WAN - Kürt diline ve kültürüne yapılan saldırıların İmralı tecridinin yansıması olduğunu belirten TJA aktivisti Çağlar Demirel, "İktidarın geçmişte olduğu gibi bugün de başarılı olma şansı yoktur" dedi.
İmralı F Tipi Yüksek Güvenlikli Cezaevi’nde 25 yılı aşkın süredir tecrit altında tutulan PKK Lideri Abdullah Öcalan’dan 41 aydır haber alınamıyor. Abdullah Öcalan’dan haber alınamaması savaş siyasetini derinleştirirken, tecrit politikası her alana sirayet etmeye devam ediyor. Bunun sonucunda da Kürtlerin kültürel mekanizmalarına ve diline saldırı gerçekleştiriliyor. Özgür Kadın Hareketi (Tevgera Jinên Azad/TJA) aktivisti Çağlar Demirel, tecrit sistemini ve yansımalarını değerlendirdi.

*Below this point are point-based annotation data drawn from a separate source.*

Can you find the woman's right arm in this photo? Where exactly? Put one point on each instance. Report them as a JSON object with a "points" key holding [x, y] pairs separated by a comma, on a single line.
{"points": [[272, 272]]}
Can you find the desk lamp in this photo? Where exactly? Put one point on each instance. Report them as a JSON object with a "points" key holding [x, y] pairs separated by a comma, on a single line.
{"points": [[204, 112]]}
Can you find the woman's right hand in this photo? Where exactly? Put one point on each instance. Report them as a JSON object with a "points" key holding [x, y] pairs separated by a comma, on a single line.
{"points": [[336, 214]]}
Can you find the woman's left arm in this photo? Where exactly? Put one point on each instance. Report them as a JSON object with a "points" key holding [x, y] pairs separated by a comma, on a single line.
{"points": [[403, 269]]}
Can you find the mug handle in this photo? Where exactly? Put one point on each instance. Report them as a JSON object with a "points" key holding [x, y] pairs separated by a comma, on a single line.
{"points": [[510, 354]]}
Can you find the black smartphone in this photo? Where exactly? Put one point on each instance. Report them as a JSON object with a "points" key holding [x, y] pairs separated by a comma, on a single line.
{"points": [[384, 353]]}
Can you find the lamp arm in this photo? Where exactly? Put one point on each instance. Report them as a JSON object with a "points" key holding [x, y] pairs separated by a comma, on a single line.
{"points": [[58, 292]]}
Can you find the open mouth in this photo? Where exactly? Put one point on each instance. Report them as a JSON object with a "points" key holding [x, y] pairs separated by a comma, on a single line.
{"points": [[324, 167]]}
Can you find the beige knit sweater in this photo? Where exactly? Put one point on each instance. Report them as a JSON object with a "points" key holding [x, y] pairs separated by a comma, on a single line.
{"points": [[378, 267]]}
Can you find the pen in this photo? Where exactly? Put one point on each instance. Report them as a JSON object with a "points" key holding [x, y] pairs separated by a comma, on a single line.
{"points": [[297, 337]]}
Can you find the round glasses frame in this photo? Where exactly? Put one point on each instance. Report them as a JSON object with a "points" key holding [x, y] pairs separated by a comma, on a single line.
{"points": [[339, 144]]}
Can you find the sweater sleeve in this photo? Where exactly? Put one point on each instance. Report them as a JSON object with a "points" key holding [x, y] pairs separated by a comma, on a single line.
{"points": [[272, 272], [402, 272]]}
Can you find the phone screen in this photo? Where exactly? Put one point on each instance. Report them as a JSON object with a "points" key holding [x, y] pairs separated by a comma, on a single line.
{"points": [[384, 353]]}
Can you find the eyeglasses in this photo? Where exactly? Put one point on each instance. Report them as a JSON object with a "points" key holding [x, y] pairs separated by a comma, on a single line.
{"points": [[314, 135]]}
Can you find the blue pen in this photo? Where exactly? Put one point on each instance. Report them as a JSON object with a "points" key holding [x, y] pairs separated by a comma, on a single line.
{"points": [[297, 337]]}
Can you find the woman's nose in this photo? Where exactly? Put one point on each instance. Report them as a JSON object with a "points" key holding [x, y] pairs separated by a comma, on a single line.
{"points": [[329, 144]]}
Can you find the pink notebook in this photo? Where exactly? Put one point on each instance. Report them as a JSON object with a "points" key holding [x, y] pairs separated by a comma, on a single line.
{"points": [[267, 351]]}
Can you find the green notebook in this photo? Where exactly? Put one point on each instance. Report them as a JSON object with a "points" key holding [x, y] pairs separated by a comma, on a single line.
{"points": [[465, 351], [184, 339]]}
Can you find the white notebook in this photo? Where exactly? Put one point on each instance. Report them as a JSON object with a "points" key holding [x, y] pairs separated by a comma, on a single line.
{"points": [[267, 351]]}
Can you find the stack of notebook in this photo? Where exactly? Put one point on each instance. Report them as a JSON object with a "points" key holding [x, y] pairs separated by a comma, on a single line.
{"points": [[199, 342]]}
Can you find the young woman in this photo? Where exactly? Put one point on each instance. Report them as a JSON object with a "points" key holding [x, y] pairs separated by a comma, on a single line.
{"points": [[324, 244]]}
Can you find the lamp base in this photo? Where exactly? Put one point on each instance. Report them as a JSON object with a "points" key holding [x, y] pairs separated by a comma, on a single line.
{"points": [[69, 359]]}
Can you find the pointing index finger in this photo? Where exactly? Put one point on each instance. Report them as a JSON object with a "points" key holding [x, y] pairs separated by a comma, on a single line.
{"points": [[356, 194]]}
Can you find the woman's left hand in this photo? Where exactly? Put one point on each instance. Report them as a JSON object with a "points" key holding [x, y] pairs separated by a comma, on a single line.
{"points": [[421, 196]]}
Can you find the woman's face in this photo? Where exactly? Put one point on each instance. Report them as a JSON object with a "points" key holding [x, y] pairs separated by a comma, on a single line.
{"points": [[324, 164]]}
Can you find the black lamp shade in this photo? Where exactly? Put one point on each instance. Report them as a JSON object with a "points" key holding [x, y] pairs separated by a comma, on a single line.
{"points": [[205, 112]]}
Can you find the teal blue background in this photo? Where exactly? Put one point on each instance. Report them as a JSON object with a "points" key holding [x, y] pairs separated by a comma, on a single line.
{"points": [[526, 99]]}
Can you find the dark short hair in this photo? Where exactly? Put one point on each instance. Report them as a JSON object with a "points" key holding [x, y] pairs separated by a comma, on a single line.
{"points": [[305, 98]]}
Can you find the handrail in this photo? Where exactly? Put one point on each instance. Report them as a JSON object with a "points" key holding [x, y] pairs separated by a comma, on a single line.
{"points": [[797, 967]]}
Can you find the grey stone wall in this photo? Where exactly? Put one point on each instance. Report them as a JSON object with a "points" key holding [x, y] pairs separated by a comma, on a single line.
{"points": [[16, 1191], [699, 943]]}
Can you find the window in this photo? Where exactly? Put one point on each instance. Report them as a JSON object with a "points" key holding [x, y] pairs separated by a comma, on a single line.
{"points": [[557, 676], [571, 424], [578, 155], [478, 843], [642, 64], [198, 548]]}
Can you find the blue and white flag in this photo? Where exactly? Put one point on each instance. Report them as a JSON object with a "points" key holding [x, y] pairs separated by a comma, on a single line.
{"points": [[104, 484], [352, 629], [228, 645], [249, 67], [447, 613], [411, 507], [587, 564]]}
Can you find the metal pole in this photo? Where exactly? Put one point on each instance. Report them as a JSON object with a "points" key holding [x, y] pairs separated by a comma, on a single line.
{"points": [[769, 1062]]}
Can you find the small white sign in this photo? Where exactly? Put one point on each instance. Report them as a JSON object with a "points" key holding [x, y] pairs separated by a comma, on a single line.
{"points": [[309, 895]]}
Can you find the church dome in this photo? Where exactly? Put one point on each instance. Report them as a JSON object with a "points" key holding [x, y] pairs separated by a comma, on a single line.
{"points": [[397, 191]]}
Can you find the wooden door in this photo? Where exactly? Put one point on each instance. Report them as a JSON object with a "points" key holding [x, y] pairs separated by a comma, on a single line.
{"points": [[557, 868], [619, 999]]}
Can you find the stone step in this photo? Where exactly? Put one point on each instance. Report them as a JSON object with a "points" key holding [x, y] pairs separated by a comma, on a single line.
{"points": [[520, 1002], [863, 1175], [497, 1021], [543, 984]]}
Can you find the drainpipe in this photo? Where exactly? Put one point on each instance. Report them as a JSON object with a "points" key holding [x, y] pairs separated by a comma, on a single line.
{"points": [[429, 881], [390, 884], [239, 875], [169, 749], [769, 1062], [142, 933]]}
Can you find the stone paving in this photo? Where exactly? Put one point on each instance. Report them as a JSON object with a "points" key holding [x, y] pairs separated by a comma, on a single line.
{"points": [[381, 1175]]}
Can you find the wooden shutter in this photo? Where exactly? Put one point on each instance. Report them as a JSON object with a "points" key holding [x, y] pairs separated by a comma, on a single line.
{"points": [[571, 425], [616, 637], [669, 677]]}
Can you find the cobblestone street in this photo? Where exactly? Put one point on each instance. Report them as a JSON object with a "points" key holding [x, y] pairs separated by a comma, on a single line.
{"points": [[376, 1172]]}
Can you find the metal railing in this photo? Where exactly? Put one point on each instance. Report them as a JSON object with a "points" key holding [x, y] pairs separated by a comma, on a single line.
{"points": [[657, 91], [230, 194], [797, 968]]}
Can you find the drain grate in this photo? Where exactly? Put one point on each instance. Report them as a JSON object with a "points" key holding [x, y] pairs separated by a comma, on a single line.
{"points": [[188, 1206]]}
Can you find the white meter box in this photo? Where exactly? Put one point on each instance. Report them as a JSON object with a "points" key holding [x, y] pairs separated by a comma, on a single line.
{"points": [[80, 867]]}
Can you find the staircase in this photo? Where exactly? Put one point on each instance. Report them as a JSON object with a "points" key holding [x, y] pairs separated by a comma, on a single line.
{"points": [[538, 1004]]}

AKP-MHP iktidarının kriz yaşadığını ve bu süreci Kürtlere baskı, şiddet ve tecrit uygulamalarıyla yönetmeye çalıştığını belirten Demirel, “Kürtlerin dilini, kültürünü yok ederek, hiçleştirerek, asimilasyon uygulamalarını geçmiş tarihten bugüne kadar getiren bir anlayış nasıl yürütemediyse, bugün ki iktidar da bu politikalarla bu süreci yürütemez” dedi.
TJA aktivisti Çağlar Demirel
‘90’LI YILLARIN POLİTİKASIYLA KARŞI KARŞIYAYIZ’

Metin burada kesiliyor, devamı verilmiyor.